Ventricular Septal Defect (Device Closure), with a Case example:
Case presentation 1
Baby of Saravanavel was diagnosed with a VSD issue when he was just 15 days old. His parents consulted pediatric cardiologist, and was on regular check-ups & follow ups.
When he was 6 Years old, his health condition was discussed with Consultant Pediatric Cardiologist. After carefully examining the entire situation, pediatrician advised VSD device Closure surgery for the child.
The VSD causes lots of issues / complications to the patients, therefore, it necessitates immediate medical attention. However, the patient’s family showed complete faith in the doctor’s prognosis and agreed for the surgery.
After the successful completion of VSD Device Closure Surgery, the patient and his family were happy seeing the minimally invasive procedure leaving no marks on his body. He was discharged within a couple of days and is now doing well in his life.

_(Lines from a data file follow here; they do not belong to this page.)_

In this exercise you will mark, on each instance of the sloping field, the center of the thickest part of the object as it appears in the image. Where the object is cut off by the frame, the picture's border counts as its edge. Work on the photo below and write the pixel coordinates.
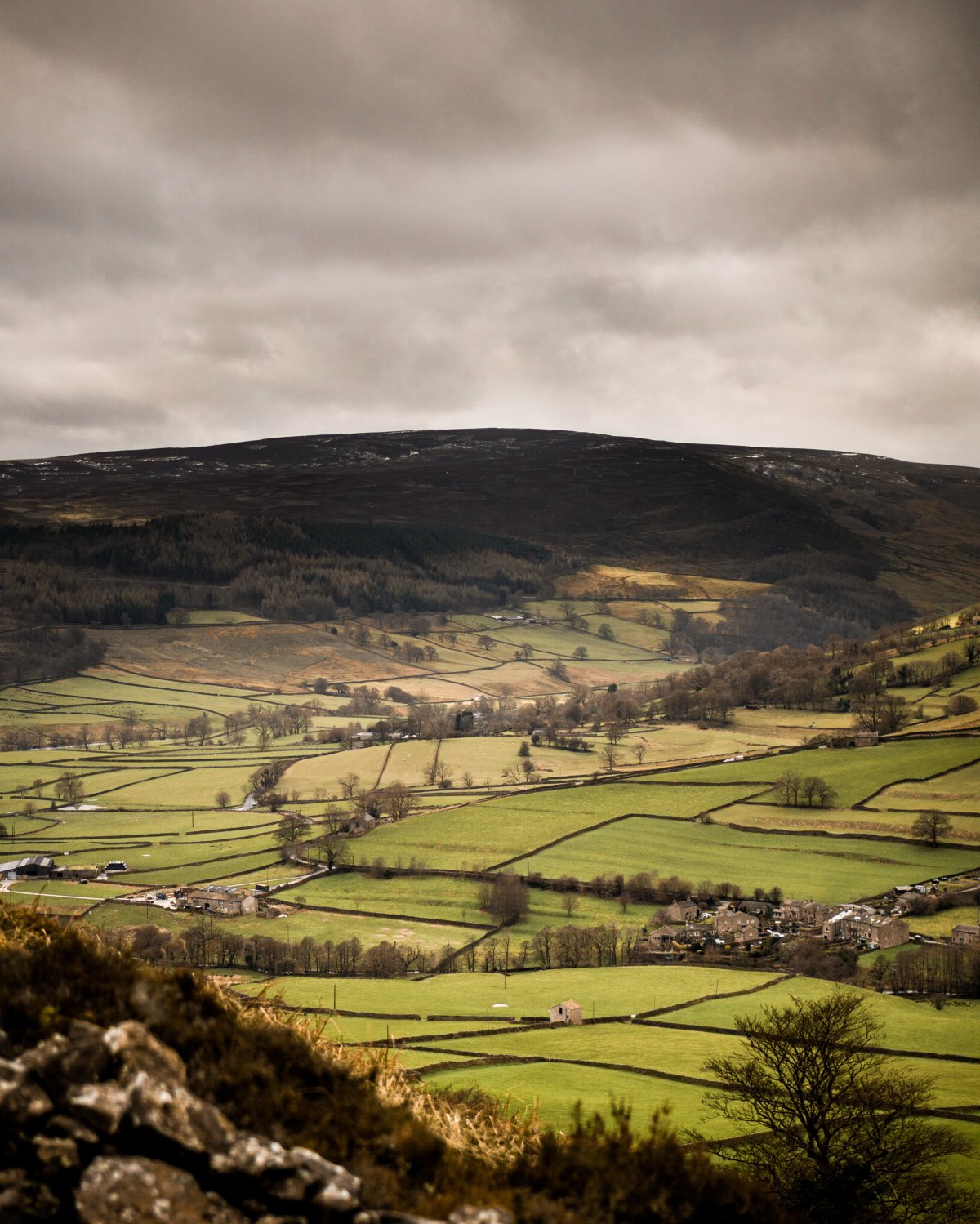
(617, 581)
(613, 991)
(842, 821)
(802, 866)
(261, 655)
(324, 770)
(859, 772)
(958, 791)
(483, 834)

Echocardiography: five-chamber view with VSD, from preoperative.
VSD:ventricular septal defect; occluder: the device closed the defect without residual shunt.
Ventricular Septal Defect (Surgical Closure), with a Case example:
Case presentation 2
Baby Prashitha was born, there were no indications that she was anything but a healthy baby. But Prashitha’s family noticed she had trouble with feedings. She tired easily and at most feedings would only drink an once or two.
At Pranitha’s one-month check-up, her parents asked his pediatrician about the frequent feedings and if anything was wrong with their daughter. The pediatrician heard a murmur and performed an echocardiogram to look at Pranitha’s heart.
She was diagnosed with a ventricular septal defect (VSD), a hole in the heart lower chambers. After this diagnosis, doctors monitored her heart with fetal echocardiograms, waiting to see if the hole would close on its own.
When VSD openings are small, they can close naturally as the baby’s heart grows. When the VSD openings are large — and if they don’t close naturally — surgery is required.
After one month, the VSD hadn’t closed. Because of its shape and location, the VSD was unlikely to close & that their baby would need surgery.
A few weeks later, the family came to hospital, would perform the procedure.
During Pranitha’s open-heart surgery, doctor placed a small patch to close the hole between the left and right ventricles of heart.
The procedure was a success, and Pranitha remained in the Hospital for a few days to recover and help her body heal. At first she had some pain. Her condition continued to improve.
Within a few weeks she was really fine.
There are no restrictions on her activities. She will visit her primary cardiologist once a year.
Echocardiography: five-chamher view with VSD, from preoperative.
Surgical repair of ventricular septal defect.
Post repair follow-up
- Residual/additional VSDs
- RV pressure
- Abnormalities of adjacent valves
- Monitor LV size and function
Conclusion
Echocardiography is the method of choice for the first diagnosis and follow-up of VSDs, allowing assessment of both morphological characteristics and hemodynamic data as well as rule out late complications of both repaired and unrepaired defects. Integration of novel techniques including 3D TTE and speckle tracking echocardiography permits early detection of LV dysfunction and better defect sizing.